I was wondering the same thing. That maybe the attorney has connections and can get the sheriff's help with a lockout without a UD or a court order. No matter how wild west NM might be, the codes still require you to serve notices and you have to file a UD and get a court order if they don't vacate.

In the case of Indiana - The sheriff serves the occupants notices within the time allowed by law and they are to be out by the time of the sheriff's sale. So for us, it's very black and white. Did your sheriff do the same?

@Katharine Chartrand   Any update on your tenant situation?  Were you able to get them out quickly and cheaply, and did you use CFK?

Kristine Marie Poe 

Thank you for following up!  The situation is interesting.  

Per the advice on this chain, I avoided the property and the foreclosed owner until I had the special master deed in hand.  The judge has not signed the order even as of today, if the court's website is to be believed.

A local investment company called me yesterday (Friday) and told me that they had purchased the right of redemption from the foreclosed upon owner. He told me he had filed the petition of redemption a week ago. 

I can see the court documents online. The special masters report has not been filed, nor has the judges order confirming the sale. And there is no petition of redemption on the record.

I have a sneaking suspicion that the investor doesn't actually have the right of redemption, that he was just fishing to see if I had it. So I will go down there Sunday and introduce myself and find out if she believes she has sold her right of redemption.  If she hasn't, I'll just buy it then, and hopefully get a cash for keys agreement at the same time.

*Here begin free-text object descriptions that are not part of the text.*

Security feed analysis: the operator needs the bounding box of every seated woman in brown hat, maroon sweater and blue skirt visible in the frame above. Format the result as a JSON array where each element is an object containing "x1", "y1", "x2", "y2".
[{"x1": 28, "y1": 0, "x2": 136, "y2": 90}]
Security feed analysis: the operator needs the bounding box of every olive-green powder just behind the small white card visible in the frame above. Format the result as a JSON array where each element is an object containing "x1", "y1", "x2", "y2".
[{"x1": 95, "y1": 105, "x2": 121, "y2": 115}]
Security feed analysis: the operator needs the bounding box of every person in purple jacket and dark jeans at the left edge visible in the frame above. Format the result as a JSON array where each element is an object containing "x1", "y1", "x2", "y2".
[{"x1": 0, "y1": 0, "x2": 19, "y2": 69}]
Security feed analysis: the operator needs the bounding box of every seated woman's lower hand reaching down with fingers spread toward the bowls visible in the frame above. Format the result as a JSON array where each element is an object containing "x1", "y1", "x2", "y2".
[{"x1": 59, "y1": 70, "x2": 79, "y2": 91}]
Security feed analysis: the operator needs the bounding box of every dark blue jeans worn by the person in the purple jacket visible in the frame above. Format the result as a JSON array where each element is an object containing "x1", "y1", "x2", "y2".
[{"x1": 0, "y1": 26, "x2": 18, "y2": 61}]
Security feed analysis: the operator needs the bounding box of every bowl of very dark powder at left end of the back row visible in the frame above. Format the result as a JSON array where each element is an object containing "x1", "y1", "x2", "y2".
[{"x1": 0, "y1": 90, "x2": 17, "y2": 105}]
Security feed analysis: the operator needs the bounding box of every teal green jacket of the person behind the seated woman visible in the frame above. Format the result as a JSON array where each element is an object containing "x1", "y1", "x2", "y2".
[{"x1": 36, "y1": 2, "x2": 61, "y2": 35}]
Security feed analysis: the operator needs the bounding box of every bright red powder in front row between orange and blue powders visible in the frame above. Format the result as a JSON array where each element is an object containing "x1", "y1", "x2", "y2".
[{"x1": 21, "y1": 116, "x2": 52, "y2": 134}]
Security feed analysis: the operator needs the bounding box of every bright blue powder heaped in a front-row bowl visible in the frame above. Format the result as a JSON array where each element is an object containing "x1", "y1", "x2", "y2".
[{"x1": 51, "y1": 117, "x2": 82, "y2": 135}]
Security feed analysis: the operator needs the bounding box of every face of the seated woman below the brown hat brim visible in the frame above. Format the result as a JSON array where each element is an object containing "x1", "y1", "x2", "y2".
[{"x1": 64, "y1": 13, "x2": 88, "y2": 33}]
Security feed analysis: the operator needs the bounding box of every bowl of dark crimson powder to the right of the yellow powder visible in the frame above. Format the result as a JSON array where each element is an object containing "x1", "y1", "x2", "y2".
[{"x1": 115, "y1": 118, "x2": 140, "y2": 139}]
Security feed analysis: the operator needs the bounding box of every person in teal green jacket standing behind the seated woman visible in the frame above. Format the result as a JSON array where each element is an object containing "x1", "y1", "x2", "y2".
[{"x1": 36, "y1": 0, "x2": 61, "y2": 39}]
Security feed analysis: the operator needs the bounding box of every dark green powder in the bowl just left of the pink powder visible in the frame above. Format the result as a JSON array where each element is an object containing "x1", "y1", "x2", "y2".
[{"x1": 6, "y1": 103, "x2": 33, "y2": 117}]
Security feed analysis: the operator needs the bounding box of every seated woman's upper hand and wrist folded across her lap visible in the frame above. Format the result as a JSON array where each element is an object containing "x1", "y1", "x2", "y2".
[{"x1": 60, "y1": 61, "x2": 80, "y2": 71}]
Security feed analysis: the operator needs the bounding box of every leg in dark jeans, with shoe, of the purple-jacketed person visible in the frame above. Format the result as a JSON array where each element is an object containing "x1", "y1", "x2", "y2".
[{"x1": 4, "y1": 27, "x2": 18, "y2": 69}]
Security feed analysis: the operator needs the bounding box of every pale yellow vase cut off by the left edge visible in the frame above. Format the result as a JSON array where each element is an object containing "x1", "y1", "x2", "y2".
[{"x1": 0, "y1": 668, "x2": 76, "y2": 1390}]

Any advice on how to play this would be very much appreciated.  If the investor bought the right of redemption but hasn't filed it, is there an maneuver available to me?  If there were some way to keep the property that would be cool.  

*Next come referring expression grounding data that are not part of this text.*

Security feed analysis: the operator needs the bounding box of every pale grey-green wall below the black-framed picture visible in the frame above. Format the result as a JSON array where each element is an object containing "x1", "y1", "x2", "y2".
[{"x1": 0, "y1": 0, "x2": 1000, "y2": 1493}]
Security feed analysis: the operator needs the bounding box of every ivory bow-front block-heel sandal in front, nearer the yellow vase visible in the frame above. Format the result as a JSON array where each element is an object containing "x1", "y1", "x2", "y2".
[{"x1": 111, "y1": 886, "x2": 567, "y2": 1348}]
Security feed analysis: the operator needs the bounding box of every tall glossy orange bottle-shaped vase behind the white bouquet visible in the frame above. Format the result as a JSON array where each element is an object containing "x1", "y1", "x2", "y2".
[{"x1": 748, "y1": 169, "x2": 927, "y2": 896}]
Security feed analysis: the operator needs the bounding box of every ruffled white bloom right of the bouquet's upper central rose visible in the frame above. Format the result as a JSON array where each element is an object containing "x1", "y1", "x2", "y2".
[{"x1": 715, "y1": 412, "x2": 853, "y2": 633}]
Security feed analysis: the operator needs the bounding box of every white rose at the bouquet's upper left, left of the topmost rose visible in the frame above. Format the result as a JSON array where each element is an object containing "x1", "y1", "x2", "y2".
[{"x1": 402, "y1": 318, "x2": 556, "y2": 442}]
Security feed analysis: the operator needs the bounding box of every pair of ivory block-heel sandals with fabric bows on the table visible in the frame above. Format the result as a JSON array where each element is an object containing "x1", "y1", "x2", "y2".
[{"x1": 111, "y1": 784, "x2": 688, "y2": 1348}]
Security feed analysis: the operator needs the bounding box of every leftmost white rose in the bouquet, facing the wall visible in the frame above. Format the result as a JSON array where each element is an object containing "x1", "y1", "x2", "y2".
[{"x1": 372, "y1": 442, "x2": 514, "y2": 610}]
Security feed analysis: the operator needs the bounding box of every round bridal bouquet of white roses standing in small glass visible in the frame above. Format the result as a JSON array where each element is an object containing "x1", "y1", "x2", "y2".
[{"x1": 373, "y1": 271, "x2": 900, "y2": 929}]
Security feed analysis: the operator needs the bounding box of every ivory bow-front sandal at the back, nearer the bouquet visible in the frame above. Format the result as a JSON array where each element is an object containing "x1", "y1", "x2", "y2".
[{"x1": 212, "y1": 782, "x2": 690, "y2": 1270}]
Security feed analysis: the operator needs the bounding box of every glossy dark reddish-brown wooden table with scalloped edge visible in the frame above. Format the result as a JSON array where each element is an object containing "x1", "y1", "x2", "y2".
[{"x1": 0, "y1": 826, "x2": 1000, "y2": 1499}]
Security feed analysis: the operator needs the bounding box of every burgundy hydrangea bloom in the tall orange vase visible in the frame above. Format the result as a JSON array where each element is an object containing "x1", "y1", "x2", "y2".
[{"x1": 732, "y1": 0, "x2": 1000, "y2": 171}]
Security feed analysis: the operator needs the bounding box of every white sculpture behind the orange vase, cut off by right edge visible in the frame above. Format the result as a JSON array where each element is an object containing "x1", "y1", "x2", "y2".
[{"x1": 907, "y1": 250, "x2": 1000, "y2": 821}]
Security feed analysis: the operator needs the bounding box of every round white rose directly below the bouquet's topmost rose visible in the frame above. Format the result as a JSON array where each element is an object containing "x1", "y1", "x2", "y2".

It's not the end of the world if I don't get it either.  But I could use advice on how to cover my posterior on the execution of the redemption.


@Katharine Chartrand  Hi Katharine,  Sorry to hear about your complications with the right of redemption 'investor.'  I am bumping this thread because it seems like an interesting case.  

I suppose (hope?) that you bought the house at a discount to the redemption value, so if someone wanted to exercise the right to redeem the debt you would get a little kicker payment and be done.  

Hope this is working out for you.  

@Tom V.    Thanks for bumping my post.  It is certainly a very interesting case to me.

I bought the house in a foreclosure auction on May 27th.  A week or two ago, an investor called me to say he had bought the right of redemption.  I did go talk to the foreclosed upon owner, who lives in the house.  She confirmed that she had sold her right of redemption.  

However, the investor hasn't filed the petition.  And the judge hasn't approved the sale. 

The law requires the person holding the right of redemption to pay me what I paid plus interest, but only from the time the judge approves the sale.   It's been six weeks when it usually takes two to approve the sale.  So I am out $160K with no interest while I wait for the judge to approve the sale.

I had assumed that the investor would call me to redeem once the judge approved the sale, but they should have filed their petition to redeem with the court and they haven't.  My realtor says that probably the "investor" wants to sell the house back to me because they generally don't have any money.   

So now I just wait...

  • for the judge to act
  • the 30 redemption clock to start ticking
  • the investor to call and either give me my money back or try to sell me the house

Or that's my best guess of how this works.  

My main question right now is whether the judge can take an unlimited amount of time to approve the sale.